Micro-expressions (MEs) are instantaneous facial expressions that appear quickly after an emotionally evocative event and are difficult to suppress, and they can reveal one’s genuine feelings and emotions. With their spontaneous and transient nature, MEs provide a unique perspective for sentiment analysis. However, their subtle and transient nature, coupled with the scarcity and lack of diversity of existing datasets, brings great challenges in discriminative feature learning and model generalization. To address these issues, this paper proposes a novel micro-expression recognition (MER) framework. This framework integrates a feature fusion network by blending residual blocks with a vision transformer (RVT), which can capture local details and integrate global contextual information in images across multiple levels. Furthermore, a generalized supervised contrastive learning (GSCL) strategy is introduced in this paper, wherein traditional one-hot labels are transformed into mixed labels. This strategy then proceeds to compare the similarity between the mixed labels and anchors, with the aim of minimizing the cross-entropy between the label similarity and the potential similarity. This approach aims to optimize the semantic spatial metrics between different MEs and enhance the model’s feature learning capabilities. In addition, we propose a method for augmenting data through region substitution, based on the local features of samples belonging to the same category. This approach works synergistically with a generalized supervised contrastive learning framework, with the objective of addressing the issue of limited micro-expression (ME) data availability. Lastly, we conduct a series of experiments with both Single Database Evaluation (SDE) and Composite Database Evaluation (CDE) protocols, obtaining either optimal or near-optimal results. We also provide sufficiently interpretable analyses to demonstrate the superiority and effectiveness of our proposed methodology.

查看原文本刊更多论文

基于全局-局部特征融合的广义监督对比学习微表情识别

微表情（micro -expression, MEs）是指在情感唤起事件发生后迅速出现的、难以抑制的瞬间面部表情，它们可以揭示一个人的真实感受和情绪。微信具有自发性和短暂性，为情感分析提供了独特的视角。然而，它们的微妙和短暂性，加上现有数据集的稀缺性和缺乏多样性，给判别特征学习和模型泛化带来了很大的挑战。为了解决这些问题，本文提出了一种新的微表情识别框架。该框架将残差块与视觉变换（RVT）相结合，形成特征融合网络，可以在多层图像中捕捉局部细节并整合全局上下文信息。在此基础上，提出了一种广义监督对比学习（GSCL）策略，将传统的单热标签转化为混合标签。该策略接着比较混合标签和锚点之间的相似度，目的是最小化标签相似度和潜在相似度之间的交叉熵。该方法旨在优化不同MEs之间的语义空间度量，增强模型的特征学习能力。此外，我们提出了一种基于属于同一类别的样本的局部特征，通过区域替换来增强数据的方法。该方法与广义监督对比学习框架协同工作，目的是解决微表情（ME）数据可用性有限的问题。最后，我们对单数据库评估（SDE）和复合数据库评估（CDE）协议进行了一系列实验，获得了最优或接近最优的结果。我们还提供了充分的可解释分析，以证明我们提出的方法的优越性和有效性。
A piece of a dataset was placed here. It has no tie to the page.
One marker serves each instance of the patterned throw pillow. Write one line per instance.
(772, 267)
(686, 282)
本文章由计算机程序翻译，如有差异，请以英文原文为准。

求助全文

约1分钟内获得全文求助全文

来源期刊

Pattern Recognition Letters 工程技术-计算机：人工智能

CiteScore

12.40

自引率

5.90%

发文量

287

审稿时长

9.1 months

期刊介绍： Pattern Recognition Letters aims at rapid publication of concise articles of a broad interest in pattern recognition. Subject areas include all the current fields of interest represented by the Technical Committees of the International Association of Pattern Recognition, and other developing themes involving learning and recognition.